Since the Israelites were also living in Egypt, God gave them specific instructions on how to avoid the destruction. Each family was to take a year-old male lamb without defect or flaw on the tenth day of the first month (Abib) and keep it up till the evening of the fourteenth day of the first month. Smaller households could share a single lamb (Exd.12:4). God told each household to put the blood of the lamb on the two sides and the top of the main doorframe to their home. So that when the LORD passed throughout the land executing His judgment upon the Egyptians, He would pass over those homes that had the blood on them. That is where the term “Passover” comes from (Heb. Pesah. – “to jump past”, “to Passover” or “to Spare”). In this way, the Israelites escaped the judgment of death brought upon all Egyptian first born animals and sons. God by this began to reveal how His mercy and our forgiveness would come at the expense of a blood sacrifice. Ultimately, this was a sign of how centuries later His Son Jesus Christ – “the Lamb of God” (Jhn.1:29), would suffer and pay the price for the world’s sins though His own sacrificial death.
God commanded the Israelites to be dressed, ready to have in a hurry. They were to roast, not boil the lamb and to prepare bitter herbs and bread made without yeasts.
The Israelites celebrated the Passover every spring because God told them that it was ti be “an ordinance forever” (Exd.12:14).
The sacrifice involved was mainly symbolic and served as a memorial to the historic event. Only these sacrifices offered in Egypt served the purpose of providing freedom. Before the Jewish temple was built, the Israelites observed the Passover by gathering with their families at home, sacrificing a lamb, removing all yeasts from their homes and eating bitter herbs.
More importantly, they use the occasion to retell the story of their ancestors’ miraculous release from slavery in Egypt, from generation to generation, the Hebrew people remembered how God saved them and set them free (Heb.12:26). But once the temple was built, God commanded that the Passover celebration and sacrifice take place in Jerusalem (Dt.16:1-6, 2Kgs.23;21-23; 2Ch.30:1-2; 35:1-19; Ezr.6:19-22).
The Jews in the New Testament times also celebrated the Passover. An example was when Jesus was twelve years old (Lk.2:41-50).
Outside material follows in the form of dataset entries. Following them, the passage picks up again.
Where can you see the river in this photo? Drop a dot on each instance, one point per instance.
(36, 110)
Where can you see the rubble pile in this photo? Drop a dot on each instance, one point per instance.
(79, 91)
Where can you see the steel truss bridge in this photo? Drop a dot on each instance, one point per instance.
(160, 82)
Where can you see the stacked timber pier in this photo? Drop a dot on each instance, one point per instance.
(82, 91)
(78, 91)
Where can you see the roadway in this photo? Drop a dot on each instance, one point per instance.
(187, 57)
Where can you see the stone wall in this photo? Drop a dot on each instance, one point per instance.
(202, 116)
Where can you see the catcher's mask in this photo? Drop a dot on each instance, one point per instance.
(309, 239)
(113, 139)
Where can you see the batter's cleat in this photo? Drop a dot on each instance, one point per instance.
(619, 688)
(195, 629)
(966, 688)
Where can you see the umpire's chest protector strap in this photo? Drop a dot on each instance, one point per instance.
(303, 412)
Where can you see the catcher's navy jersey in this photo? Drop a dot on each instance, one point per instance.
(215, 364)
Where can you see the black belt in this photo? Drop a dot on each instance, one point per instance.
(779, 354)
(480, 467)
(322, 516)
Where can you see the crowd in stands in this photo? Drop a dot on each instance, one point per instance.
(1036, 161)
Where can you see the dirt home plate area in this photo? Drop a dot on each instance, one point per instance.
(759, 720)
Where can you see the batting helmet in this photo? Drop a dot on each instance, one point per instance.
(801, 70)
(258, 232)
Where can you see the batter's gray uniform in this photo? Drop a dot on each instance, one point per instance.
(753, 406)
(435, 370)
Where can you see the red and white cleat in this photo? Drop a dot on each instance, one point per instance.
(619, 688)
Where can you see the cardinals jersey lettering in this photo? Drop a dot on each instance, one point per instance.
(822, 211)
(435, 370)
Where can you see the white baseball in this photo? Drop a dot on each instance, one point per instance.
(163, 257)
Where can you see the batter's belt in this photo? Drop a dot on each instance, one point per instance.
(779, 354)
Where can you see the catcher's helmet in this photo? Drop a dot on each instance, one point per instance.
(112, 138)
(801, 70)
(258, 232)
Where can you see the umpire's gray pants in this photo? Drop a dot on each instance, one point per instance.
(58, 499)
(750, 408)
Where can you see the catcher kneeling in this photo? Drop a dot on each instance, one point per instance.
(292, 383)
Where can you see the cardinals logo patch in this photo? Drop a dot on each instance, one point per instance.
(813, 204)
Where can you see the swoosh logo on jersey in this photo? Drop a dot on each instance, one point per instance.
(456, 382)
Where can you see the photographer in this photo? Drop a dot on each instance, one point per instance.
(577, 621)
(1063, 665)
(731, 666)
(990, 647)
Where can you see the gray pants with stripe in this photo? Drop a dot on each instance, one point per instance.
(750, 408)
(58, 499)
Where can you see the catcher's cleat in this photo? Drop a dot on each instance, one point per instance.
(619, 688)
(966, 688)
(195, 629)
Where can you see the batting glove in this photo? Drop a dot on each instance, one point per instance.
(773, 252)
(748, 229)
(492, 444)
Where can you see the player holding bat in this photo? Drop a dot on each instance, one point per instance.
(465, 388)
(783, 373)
Later in life, Jesus regularly went to Jerusalem for the Passover (Jh.2:13). The last supper that Jesus ate with His disciples shortly before He died on the cross, was a Passover meal (Mt.26:1-2, 17-19). As God planned it, Jesus was crucified on the Passover because He was the Passover Lamb(1Corint.5:7) who rescues all who trust Him from sin and death.
SUMMARY AND CONCLUSION
The Passover celebration yearly was to remind the Israelites in their generations how they were redeemed from slavery and sin and made them His special people. In a similar way, the Lord’s supper, which is the New Testament believers’ Passover, is celebrated to remind us of how Christ Jesus saves us and provides us freedom from slavery to sin.
QUESTIONS
- What is the significance of the Passover to the Jews?
- In what ways does the Passover affect the Christians?